Jean Piaget and her Contributions to ScienceJune 27, 2021
By discovering the mystery of learning, Piaget uncovered the mystery behind the human learning process and child-specific, cute but seemingly illogical concepts.
Considered one of the pioneers of philosophy and psychology, Swiss scientist Jean Piaget spent most of his professional life listening to and observing children and examining scientific publications prepared by scientists from all over the world on the same subject. Piaget after all; revealed that children think very differently from adults.
After interviews with thousands of children who can barely express themselves, Piaget came to the conclusion that the thought processes of this age group, with their own order and logic, could lie behind the cute, yet illogical, views expressed by this age group. Einstein described it as “a simple invention that only a genius can conceive”. Piaget’s view opened a new window into the core functions of intelligence.
After an intensive research period of 75 years, from his first scientific report, which he published at the age of 10, until his death at the age of 84, Piaget contributed to the development of many new disciplines called developmental psychology, cognitive theory and genetic information theory (epistemology).

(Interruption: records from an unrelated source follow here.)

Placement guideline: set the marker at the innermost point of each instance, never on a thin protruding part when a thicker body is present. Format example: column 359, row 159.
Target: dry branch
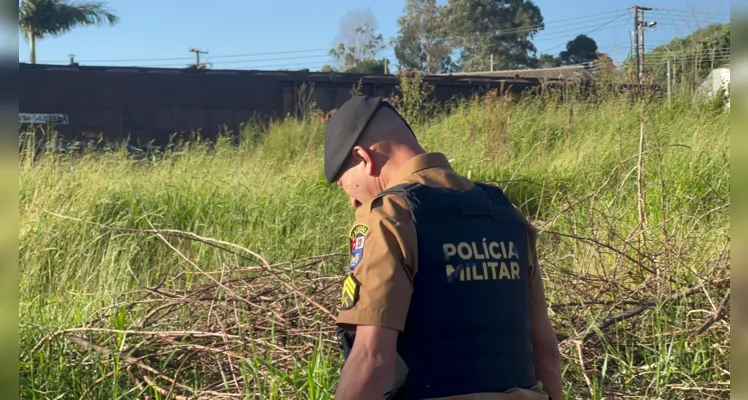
column 606, row 322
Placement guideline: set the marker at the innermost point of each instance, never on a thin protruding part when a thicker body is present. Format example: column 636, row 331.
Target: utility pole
column 635, row 32
column 669, row 79
column 639, row 26
column 197, row 56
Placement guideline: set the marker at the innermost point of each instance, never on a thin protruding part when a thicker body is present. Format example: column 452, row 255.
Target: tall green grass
column 570, row 166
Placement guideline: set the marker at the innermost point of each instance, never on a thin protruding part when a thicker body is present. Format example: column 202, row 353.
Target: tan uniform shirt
column 385, row 233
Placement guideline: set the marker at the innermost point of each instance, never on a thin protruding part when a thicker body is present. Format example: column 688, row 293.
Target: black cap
column 344, row 129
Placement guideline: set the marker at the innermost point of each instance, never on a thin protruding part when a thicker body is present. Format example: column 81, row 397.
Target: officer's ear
column 362, row 154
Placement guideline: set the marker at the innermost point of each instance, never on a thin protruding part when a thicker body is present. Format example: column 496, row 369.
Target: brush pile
column 241, row 329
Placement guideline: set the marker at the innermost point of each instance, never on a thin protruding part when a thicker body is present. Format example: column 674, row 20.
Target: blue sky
column 241, row 34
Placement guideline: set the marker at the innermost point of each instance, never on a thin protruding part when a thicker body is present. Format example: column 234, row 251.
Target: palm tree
column 41, row 18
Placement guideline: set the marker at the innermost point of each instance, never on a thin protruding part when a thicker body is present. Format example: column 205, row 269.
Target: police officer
column 443, row 297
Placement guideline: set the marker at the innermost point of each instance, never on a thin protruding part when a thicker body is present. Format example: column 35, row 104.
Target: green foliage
column 502, row 28
column 368, row 67
column 38, row 19
column 359, row 40
column 415, row 104
column 422, row 41
column 548, row 61
column 570, row 166
column 692, row 57
column 581, row 49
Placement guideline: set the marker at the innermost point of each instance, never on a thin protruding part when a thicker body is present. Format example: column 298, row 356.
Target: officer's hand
column 369, row 368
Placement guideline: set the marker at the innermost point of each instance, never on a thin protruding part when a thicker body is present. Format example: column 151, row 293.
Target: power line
column 690, row 12
column 589, row 32
column 506, row 32
column 219, row 56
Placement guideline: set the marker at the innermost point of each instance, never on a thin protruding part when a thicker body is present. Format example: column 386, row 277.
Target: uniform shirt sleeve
column 384, row 272
column 537, row 292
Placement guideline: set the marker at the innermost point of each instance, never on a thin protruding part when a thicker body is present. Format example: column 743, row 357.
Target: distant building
column 569, row 72
column 719, row 78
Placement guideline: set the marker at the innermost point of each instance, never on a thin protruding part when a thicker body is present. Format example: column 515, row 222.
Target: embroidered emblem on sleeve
column 351, row 288
column 357, row 236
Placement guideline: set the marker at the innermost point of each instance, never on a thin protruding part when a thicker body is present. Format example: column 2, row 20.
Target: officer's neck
column 395, row 162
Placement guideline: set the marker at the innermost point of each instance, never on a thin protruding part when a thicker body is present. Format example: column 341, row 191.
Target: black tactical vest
column 468, row 326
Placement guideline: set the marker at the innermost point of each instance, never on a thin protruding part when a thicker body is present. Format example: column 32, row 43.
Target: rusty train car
column 152, row 105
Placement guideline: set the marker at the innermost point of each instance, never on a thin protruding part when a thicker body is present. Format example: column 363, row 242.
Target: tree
column 357, row 39
column 368, row 67
column 581, row 49
column 548, row 61
column 422, row 41
column 38, row 19
column 502, row 28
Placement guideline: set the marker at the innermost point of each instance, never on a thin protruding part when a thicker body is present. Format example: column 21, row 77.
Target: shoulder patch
column 351, row 287
column 357, row 236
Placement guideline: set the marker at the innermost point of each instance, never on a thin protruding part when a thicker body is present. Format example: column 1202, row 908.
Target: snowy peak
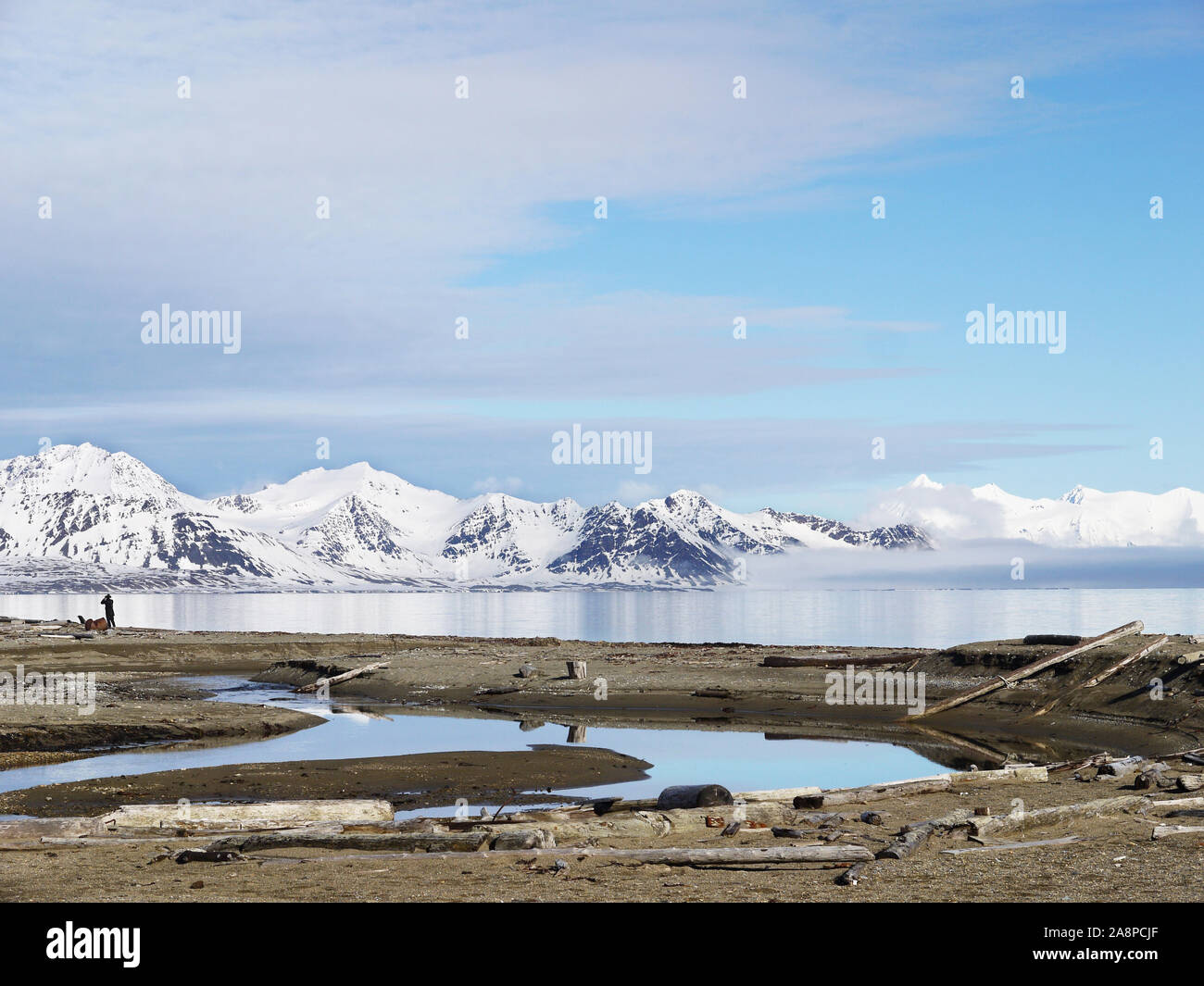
column 357, row 526
column 1082, row 518
column 85, row 469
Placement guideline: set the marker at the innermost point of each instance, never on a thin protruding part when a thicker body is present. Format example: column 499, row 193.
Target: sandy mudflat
column 653, row 685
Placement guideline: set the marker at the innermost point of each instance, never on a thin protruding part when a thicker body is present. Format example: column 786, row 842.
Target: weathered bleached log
column 693, row 796
column 347, row 676
column 405, row 842
column 1027, row 670
column 290, row 813
column 835, row 660
column 908, row 842
column 727, row 856
column 1175, row 803
column 955, row 818
column 524, row 838
column 1108, row 672
column 1026, row 773
column 874, row 793
column 1039, row 817
column 205, row 856
column 1120, row 768
column 785, row 794
column 31, row 830
column 1010, row 846
column 1152, row 777
column 1162, row 830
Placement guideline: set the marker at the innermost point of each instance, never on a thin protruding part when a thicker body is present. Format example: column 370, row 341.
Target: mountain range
column 80, row 518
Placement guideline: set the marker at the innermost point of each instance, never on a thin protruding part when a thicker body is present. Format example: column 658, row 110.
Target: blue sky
column 717, row 208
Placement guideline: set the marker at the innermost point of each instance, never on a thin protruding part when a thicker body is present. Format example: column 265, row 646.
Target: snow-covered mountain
column 1082, row 518
column 81, row 516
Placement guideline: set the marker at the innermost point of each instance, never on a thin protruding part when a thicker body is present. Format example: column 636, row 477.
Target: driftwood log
column 347, row 676
column 1039, row 817
column 1027, row 670
column 1108, row 672
column 693, row 796
column 1010, row 846
column 405, row 842
column 916, row 786
column 263, row 814
column 834, row 660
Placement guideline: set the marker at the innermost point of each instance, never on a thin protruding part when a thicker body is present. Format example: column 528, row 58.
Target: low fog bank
column 983, row 565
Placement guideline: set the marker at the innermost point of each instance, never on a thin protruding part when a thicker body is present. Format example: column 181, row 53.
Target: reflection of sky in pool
column 741, row 761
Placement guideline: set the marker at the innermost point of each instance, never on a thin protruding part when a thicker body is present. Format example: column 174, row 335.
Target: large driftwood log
column 264, row 814
column 779, row 793
column 1108, row 672
column 934, row 784
column 694, row 796
column 405, row 842
column 1039, row 817
column 1027, row 670
column 347, row 676
column 1178, row 803
column 874, row 793
column 835, row 660
column 1010, row 846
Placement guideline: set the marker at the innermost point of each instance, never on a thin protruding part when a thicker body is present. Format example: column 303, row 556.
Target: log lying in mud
column 1039, row 817
column 784, row 794
column 1108, row 672
column 918, row 786
column 915, row 834
column 1010, row 846
column 874, row 793
column 404, row 842
column 347, row 676
column 1128, row 658
column 263, row 814
column 34, row 830
column 1179, row 803
column 1162, row 830
column 1027, row 670
column 855, row 874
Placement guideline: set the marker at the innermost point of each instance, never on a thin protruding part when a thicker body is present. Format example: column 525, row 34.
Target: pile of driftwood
column 821, row 818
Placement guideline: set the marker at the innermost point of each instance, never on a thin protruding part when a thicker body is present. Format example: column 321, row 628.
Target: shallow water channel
column 741, row 761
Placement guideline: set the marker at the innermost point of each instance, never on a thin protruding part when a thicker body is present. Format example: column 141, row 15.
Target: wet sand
column 651, row 685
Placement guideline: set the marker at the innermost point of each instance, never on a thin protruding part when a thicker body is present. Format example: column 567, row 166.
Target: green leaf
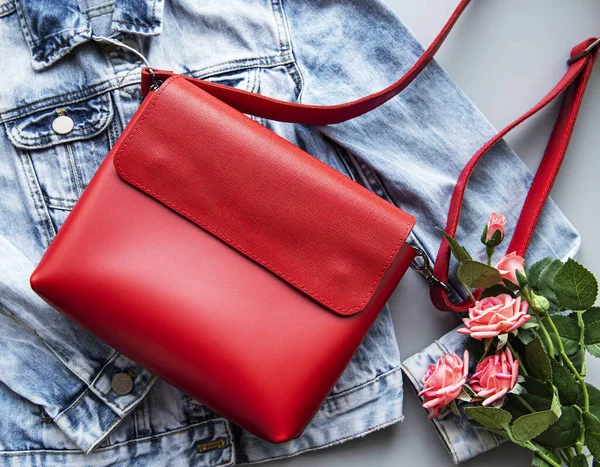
column 478, row 275
column 489, row 417
column 547, row 452
column 546, row 281
column 525, row 335
column 591, row 316
column 460, row 253
column 534, row 424
column 564, row 432
column 592, row 434
column 592, row 339
column 580, row 460
column 531, row 425
column 537, row 361
column 533, row 273
column 495, row 290
column 539, row 388
column 537, row 461
column 568, row 330
column 575, row 287
column 562, row 378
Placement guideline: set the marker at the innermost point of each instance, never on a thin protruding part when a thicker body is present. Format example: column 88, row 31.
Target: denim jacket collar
column 52, row 29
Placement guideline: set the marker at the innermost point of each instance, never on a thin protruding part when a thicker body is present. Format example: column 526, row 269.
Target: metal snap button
column 122, row 383
column 62, row 124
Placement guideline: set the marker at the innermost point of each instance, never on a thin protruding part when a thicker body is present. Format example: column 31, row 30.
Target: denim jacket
column 68, row 398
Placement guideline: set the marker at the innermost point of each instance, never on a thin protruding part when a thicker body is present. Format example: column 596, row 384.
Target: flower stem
column 469, row 292
column 581, row 341
column 567, row 361
column 518, row 357
column 545, row 333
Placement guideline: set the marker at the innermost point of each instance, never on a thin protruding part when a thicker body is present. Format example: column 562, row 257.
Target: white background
column 505, row 54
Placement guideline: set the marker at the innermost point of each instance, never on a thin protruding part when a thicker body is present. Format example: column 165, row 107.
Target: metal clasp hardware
column 588, row 49
column 426, row 270
column 155, row 81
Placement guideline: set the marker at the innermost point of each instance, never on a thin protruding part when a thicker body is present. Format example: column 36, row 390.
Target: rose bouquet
column 522, row 374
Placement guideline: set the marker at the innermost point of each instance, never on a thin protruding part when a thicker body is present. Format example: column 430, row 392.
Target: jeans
column 57, row 402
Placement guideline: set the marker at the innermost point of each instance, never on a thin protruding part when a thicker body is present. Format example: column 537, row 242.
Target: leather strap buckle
column 426, row 270
column 587, row 50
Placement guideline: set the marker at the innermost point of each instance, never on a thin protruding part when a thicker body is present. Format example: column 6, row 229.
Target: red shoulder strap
column 573, row 85
column 574, row 82
column 273, row 109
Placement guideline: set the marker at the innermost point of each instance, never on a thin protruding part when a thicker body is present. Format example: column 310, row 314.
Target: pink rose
column 495, row 224
column 443, row 382
column 495, row 376
column 492, row 316
column 509, row 264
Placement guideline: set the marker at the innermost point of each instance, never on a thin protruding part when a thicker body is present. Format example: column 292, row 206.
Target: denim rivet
column 122, row 384
column 62, row 125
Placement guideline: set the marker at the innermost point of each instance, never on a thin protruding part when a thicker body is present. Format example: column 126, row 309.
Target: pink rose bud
column 492, row 316
column 495, row 224
column 509, row 264
column 495, row 376
column 443, row 382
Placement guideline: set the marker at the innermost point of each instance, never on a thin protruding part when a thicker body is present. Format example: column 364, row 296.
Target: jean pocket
column 60, row 148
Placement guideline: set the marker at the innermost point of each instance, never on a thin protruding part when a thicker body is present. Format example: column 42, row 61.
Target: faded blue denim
column 56, row 402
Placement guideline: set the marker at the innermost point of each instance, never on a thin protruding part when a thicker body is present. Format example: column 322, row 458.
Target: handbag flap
column 304, row 221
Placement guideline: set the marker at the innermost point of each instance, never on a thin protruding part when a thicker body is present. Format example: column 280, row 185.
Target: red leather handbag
column 233, row 264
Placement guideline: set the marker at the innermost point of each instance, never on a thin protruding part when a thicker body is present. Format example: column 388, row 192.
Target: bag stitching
column 216, row 232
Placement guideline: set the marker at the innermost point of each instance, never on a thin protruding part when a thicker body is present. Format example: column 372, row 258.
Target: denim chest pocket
column 60, row 148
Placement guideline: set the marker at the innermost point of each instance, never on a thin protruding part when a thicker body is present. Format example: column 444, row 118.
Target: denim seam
column 331, row 443
column 293, row 70
column 98, row 7
column 7, row 8
column 78, row 399
column 118, row 445
column 58, row 50
column 97, row 15
column 347, row 392
column 36, row 195
column 106, row 86
column 443, row 434
column 74, row 168
column 453, row 292
column 77, row 32
column 94, row 128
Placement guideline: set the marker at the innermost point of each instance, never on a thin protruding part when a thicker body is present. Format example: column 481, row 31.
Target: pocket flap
column 35, row 131
column 304, row 221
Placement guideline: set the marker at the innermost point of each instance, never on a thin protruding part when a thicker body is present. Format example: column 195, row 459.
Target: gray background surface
column 505, row 55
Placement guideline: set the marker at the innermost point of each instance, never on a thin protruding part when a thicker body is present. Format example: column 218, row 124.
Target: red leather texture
column 304, row 221
column 573, row 85
column 574, row 80
column 234, row 265
column 193, row 309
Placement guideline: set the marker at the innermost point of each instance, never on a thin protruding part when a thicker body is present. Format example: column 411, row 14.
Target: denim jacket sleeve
column 52, row 362
column 462, row 440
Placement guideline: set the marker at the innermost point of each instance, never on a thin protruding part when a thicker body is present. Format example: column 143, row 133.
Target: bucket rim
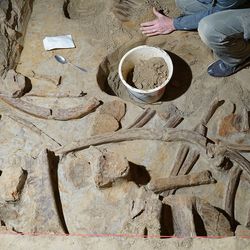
column 141, row 91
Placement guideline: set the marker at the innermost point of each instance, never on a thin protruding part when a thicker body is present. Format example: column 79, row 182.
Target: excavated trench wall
column 14, row 17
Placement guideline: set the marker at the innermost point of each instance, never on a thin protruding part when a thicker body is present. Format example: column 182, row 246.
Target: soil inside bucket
column 148, row 74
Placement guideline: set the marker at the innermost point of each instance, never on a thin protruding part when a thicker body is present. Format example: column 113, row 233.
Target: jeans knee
column 206, row 30
column 179, row 4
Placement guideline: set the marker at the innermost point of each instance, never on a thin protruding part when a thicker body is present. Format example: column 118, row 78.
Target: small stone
column 115, row 108
column 229, row 125
column 104, row 123
column 107, row 167
column 242, row 231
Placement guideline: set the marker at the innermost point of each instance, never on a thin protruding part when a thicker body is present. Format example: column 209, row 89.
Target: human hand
column 162, row 25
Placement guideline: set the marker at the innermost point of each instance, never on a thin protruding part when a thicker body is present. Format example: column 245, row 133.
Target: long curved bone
column 54, row 114
column 168, row 135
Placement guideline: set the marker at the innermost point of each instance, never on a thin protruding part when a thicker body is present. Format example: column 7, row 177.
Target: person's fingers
column 150, row 23
column 149, row 29
column 152, row 33
column 156, row 13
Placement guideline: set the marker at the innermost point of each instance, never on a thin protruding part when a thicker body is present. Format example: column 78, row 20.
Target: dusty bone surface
column 85, row 208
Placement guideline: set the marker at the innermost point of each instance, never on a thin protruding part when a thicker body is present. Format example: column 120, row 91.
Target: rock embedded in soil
column 107, row 167
column 149, row 74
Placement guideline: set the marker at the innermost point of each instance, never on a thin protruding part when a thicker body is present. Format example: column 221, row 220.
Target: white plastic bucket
column 133, row 57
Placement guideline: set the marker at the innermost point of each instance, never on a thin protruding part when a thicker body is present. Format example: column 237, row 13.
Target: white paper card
column 58, row 42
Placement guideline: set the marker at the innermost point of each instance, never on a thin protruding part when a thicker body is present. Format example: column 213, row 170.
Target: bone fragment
column 136, row 134
column 173, row 121
column 180, row 181
column 76, row 112
column 115, row 108
column 189, row 162
column 32, row 127
column 248, row 219
column 180, row 158
column 11, row 183
column 143, row 119
column 55, row 114
column 244, row 121
column 45, row 215
column 59, row 95
column 52, row 79
column 211, row 110
column 231, row 189
column 243, row 163
column 185, row 224
column 14, row 84
column 181, row 206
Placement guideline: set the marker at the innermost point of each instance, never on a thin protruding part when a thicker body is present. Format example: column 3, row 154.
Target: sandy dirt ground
column 103, row 31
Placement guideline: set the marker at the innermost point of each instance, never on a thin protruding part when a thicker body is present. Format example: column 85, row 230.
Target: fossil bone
column 144, row 118
column 174, row 182
column 169, row 135
column 55, row 114
column 231, row 189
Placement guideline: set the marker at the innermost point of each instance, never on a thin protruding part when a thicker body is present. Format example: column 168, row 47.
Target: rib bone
column 169, row 183
column 55, row 114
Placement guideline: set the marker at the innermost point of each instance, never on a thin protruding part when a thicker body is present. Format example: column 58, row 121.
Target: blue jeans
column 222, row 28
column 227, row 33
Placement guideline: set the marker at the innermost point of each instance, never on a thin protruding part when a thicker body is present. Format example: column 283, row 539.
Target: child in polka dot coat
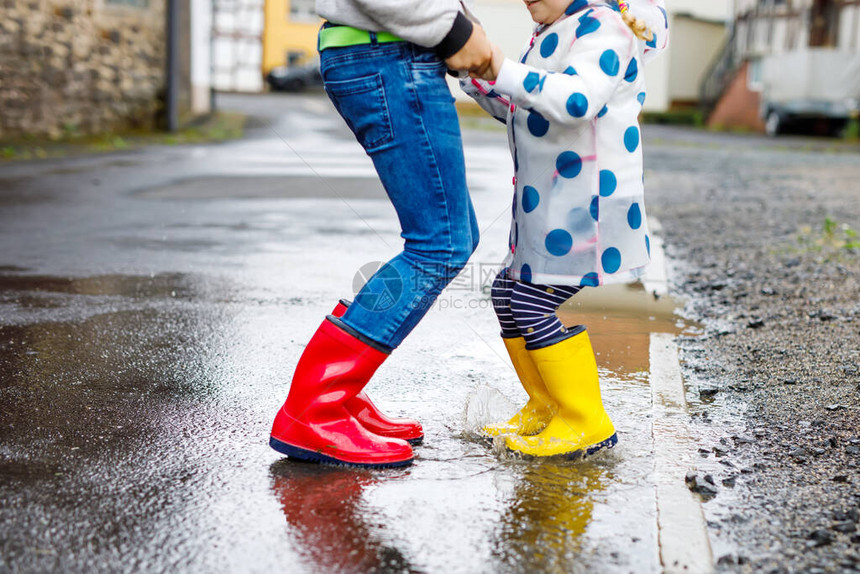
column 571, row 106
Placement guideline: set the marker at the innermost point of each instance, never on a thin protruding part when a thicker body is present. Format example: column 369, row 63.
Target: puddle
column 620, row 320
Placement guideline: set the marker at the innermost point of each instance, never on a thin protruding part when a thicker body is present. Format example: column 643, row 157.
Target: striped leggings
column 528, row 310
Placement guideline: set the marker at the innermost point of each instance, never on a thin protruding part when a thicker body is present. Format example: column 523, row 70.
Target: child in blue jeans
column 571, row 105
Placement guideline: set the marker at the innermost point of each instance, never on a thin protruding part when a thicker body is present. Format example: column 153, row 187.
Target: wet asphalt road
column 153, row 304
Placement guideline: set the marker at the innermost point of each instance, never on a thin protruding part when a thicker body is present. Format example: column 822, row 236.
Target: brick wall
column 739, row 106
column 79, row 66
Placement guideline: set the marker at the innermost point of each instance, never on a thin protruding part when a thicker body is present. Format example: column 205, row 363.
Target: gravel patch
column 769, row 272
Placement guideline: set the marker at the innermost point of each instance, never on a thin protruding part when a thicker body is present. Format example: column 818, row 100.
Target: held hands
column 475, row 56
column 491, row 72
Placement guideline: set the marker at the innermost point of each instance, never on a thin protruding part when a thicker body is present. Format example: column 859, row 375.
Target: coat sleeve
column 490, row 100
column 596, row 63
column 653, row 14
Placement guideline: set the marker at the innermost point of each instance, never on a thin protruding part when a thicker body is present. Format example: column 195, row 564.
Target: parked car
column 809, row 91
column 294, row 78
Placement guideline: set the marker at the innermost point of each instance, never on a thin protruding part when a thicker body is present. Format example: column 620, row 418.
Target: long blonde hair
column 640, row 29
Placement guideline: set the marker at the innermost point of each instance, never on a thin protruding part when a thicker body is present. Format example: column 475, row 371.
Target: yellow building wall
column 281, row 35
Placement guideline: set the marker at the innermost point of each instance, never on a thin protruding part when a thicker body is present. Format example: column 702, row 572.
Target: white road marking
column 682, row 531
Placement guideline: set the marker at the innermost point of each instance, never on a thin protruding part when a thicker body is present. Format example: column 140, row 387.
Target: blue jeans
column 395, row 100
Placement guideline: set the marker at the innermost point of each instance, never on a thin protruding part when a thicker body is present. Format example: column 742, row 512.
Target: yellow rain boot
column 581, row 425
column 537, row 412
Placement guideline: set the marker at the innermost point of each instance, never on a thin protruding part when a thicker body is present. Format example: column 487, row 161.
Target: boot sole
column 577, row 454
column 313, row 456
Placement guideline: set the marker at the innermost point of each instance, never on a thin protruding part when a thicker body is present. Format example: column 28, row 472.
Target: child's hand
column 492, row 71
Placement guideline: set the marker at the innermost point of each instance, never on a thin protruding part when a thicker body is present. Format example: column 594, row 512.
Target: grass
column 220, row 126
column 831, row 236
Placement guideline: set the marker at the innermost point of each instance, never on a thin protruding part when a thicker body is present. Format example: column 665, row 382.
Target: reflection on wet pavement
column 142, row 358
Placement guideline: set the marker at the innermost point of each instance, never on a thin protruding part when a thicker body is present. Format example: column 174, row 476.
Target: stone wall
column 79, row 67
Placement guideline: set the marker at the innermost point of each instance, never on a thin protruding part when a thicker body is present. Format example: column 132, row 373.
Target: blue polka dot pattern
column 587, row 25
column 589, row 280
column 611, row 260
column 531, row 198
column 549, row 44
column 634, row 216
column 577, row 105
column 531, row 82
column 558, row 242
column 608, row 183
column 609, row 63
column 631, row 138
column 632, row 71
column 526, row 273
column 576, row 6
column 568, row 164
column 538, row 125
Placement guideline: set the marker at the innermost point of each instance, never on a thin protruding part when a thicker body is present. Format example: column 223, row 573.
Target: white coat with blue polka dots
column 572, row 105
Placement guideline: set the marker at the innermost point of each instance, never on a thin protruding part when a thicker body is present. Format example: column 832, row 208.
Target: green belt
column 340, row 36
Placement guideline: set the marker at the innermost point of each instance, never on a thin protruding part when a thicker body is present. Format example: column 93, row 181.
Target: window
column 754, row 73
column 303, row 11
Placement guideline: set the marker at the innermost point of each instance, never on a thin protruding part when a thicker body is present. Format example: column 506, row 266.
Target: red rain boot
column 314, row 425
column 371, row 417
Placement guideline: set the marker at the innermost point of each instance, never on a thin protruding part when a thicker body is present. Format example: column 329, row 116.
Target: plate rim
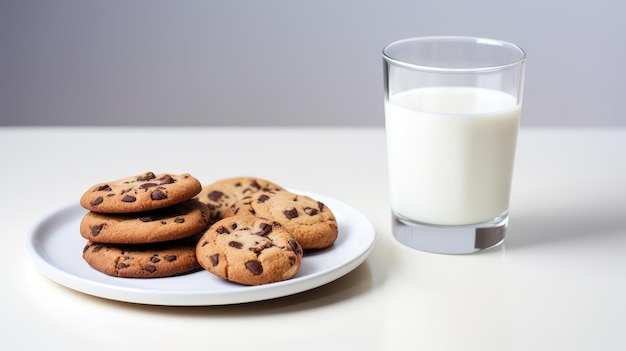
column 51, row 270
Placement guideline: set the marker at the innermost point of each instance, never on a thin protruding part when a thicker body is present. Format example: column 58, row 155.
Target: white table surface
column 558, row 282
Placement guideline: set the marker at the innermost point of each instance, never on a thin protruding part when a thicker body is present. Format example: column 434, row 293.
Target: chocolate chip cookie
column 249, row 250
column 139, row 193
column 223, row 193
column 143, row 261
column 312, row 223
column 168, row 223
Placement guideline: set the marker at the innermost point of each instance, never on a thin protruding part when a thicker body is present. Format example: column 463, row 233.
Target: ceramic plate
column 56, row 246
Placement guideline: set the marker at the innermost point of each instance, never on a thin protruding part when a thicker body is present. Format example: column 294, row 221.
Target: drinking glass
column 452, row 114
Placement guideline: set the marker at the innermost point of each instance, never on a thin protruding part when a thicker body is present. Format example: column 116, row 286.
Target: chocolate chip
column 235, row 244
column 264, row 229
column 166, row 179
column 95, row 229
column 215, row 195
column 149, row 268
column 311, row 211
column 254, row 267
column 129, row 198
column 145, row 177
column 148, row 185
column 291, row 213
column 222, row 230
column 294, row 246
column 104, row 187
column 215, row 259
column 158, row 195
column 97, row 201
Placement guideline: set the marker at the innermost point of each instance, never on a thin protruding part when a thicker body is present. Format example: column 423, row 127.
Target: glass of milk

Although he is not considered a “corrector” in education, Piaget has brought to the surface the way of thinking of the child, which is the basis of actions aimed at bringing a new face to education today. Compared to the tales of “noble savages” and “cannibals” that contemporary anthropologists have come up with, Piaget took a very different view. From this point of view, it can be said that Piaget was the first scientist to take the way of thinking of children seriously. Although scientists such as American John Dewey, Italian Maria Montessori and Brazilian Paulo Freire, who approach children with the same interest, made a much more intense effort to make an immediate change in schools, Piaget’s contribution to education was much more effective.
Jean Piaget’s view that children are not empty sacks to be filled with knowledge but are effective makers of knowledge, constantly creating and testing their own unique theories, has been revered by generations of educators. Although not as famous as Freud or Skinner, his contribution to psychology was long-lasting. As computers and the Internet have given children access to ever more expansive digital worlds, Piaget’s views have become more prominent.